At a press conference introducing the coalition on Wednesday, Religious Action Center of Reform Judaism director Rabbi David Saperstein said he believed there was reason to think the immigration issue would get Washington’s attention.
"A year and a half ago, John McCain warned that if the Republican Party stayed with its position on immigration, they would lose the election," said Saperstein. "He was right."
Thus, Saperstein said that he would expect the GOP to avoid making immigration a divisive issue and "combined with President Obama’s statements on this issue it does give us reason for hope."
Jim Wallis, founder and president of progressive Christian group Sojourners, agreed that if Republicans continue to "pacify their Lou Dobbs base," they will "lose election after election after election."
He added that the interfaith coalition’s plans for education and advocacy programs, as well as prayer vigils, through its members around the country would also help to change the mood in the nation’s capital.
"Most changes don’t start in Washington," he said. "The movement will happen because of a movement in the streets."
Saperstein told the press conference that the immigration issue had a "special resonance for the Jewish people."
"Throughout history, the Jewish community has been the quintessential immigrant community, often forced to flee from land to land to land," he said. "Having struggled to adjust to societies that did not welcome our arrival, we understand many of the challenges faced by today’s immigrants."
The coalition’s platform for a "humane and equitable" immigration reform includes upholding family unity as a priority, creating a process for undocumented immigrants to earn legal status and eventual citizenship, restoring due process protections and reforming detention policies and aligning the enforcement of immigration laws with humanitarian values.
And Saperstein outlined the flaws in the U.S.’s current immigration policy.
"The time has come to put aside the policies and practices that do not work," he said. "Among those failed practices are workplace raids that do not address the problems with our immigration system, create due process concerns, leave families separated and traumatized, and are all too often carried out without respect for the fundamental rights or dignity of men and women."

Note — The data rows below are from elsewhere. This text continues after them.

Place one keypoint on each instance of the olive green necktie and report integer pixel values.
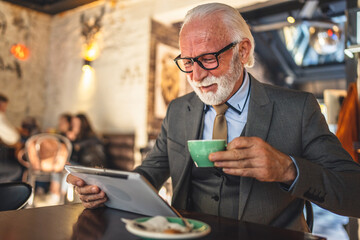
(220, 126)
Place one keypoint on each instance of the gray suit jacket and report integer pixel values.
(288, 120)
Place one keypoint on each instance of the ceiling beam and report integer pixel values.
(53, 7)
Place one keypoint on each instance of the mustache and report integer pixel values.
(205, 82)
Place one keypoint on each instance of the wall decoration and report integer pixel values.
(11, 67)
(90, 31)
(3, 24)
(20, 51)
(170, 82)
(166, 82)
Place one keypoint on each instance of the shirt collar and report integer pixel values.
(236, 102)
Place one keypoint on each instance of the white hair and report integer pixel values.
(235, 23)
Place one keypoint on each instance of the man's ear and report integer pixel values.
(244, 50)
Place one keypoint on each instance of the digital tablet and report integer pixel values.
(128, 191)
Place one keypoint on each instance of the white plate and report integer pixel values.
(203, 229)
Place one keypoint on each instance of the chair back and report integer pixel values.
(14, 195)
(47, 152)
(309, 215)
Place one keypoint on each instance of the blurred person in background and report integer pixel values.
(64, 124)
(88, 148)
(10, 169)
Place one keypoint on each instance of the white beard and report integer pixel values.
(225, 83)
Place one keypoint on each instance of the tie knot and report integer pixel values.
(220, 109)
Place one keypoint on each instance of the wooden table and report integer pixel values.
(74, 222)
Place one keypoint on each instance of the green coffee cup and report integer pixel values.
(200, 150)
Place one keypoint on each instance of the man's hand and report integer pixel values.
(252, 157)
(91, 196)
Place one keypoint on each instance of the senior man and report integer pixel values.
(280, 151)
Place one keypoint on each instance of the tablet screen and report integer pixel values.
(126, 191)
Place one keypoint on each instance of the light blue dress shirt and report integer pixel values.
(236, 117)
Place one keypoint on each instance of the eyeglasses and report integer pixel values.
(207, 61)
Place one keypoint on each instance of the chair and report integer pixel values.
(46, 156)
(14, 195)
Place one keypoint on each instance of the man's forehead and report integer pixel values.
(204, 34)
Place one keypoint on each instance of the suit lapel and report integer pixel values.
(258, 123)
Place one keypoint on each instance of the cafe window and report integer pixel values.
(314, 43)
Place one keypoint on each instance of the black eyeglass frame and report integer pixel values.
(196, 59)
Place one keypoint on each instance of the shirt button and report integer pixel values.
(215, 197)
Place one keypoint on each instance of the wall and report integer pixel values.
(23, 81)
(115, 98)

Reps. Luis Gutierrez (D-Ill.) and Mike Honda (D-Calif.) also spoke at the event, with Gutierrez emphasizing the importance of preserving "family unity" in any immigration reform and noting that religious institutions are places that "really care about immigrants and where immigrants have true power."
Saperstein was the only Jewish leader who spoke at the press conference, but the coaltion includes a multitude of Jewish organizations. Among them are the Hebrew Immigrant Aid Society, the American Jewish Commitee, the Anti-Defamation League, B’nai B’rith International, Jewish Council for Public Affairs, Jewish Reconstructionist Federation, National Council of Jewish Women, the Progressive Jewish Alliance, Rabbis for Human Rights–North America, Union for Reform Judaism, United Jewish Communities, Women of Reform Judaism, Workmen’s Circle/Arbeter Ring and Uri L’Tzedek.